The jar comes with a small scoop and I use about 1/3 to 1/2 of a scoop per application.  I've tried mixing the powder into a variety of products -- water-based serums, cream moisturizers, and oils -- and the powder disperses pretty well in all three options.  It never completely dissolves and I can feel a slight grittiness as I rub it into my skin, but the product absorbs without issue.

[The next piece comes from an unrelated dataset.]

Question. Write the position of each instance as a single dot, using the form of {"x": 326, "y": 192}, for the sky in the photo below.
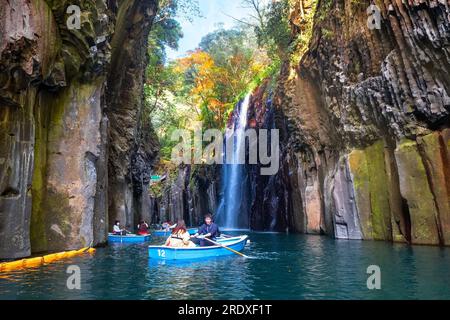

All in all, it's not a cosmetically elegant product, but it is effective.  I usually use this product in the evening, and I notice that my skin is incredibly bright and glowy the next morning.  Despite all the warnings, I haven't experienced much tingling or general irritation, although the product will sting on open cuts or breaks in the skin.  I also like that I can add the powder into products already in my routine, and that I can easily tailor the amount I'm using.  Because it's in powder form and mixed into products on a single-use basis, there's also no risk of it oxidizing in the jar like other ascorbic acid products.

The Bottom Line
My main takeaway from all this is that my skin is very happy with vitamin C products!  I enjoy using all four of these items, each of which I think serves a slightly different function.  The Mad Hippie and InstaNatural serums are the easiest to incorporate into a daily routine, with the Mad Hippie best for anyone also looking for a serious hydration boost alongside their vitamin C.  The Batty's Bath Gel Toner is my favourite for more of an intense treatment or mask, and The Ordinary's L-Ascorbic Acid Powder is great if you're looking for an ascorbic acid product that won't oxidize, to boost other products already in your routine, or if you just like playing mixologist.

I do wish that more natural brands would share the actual percent of vitamin C (and other active ingredients) in their formulas.  There are advantages to using different levels of these ingredients and it would be great to know, in advance, where a product falls on the spectrum.

Have you tried any of these?  What are your favourite vitamin C products?

*Press sample.  Contains affiliate links.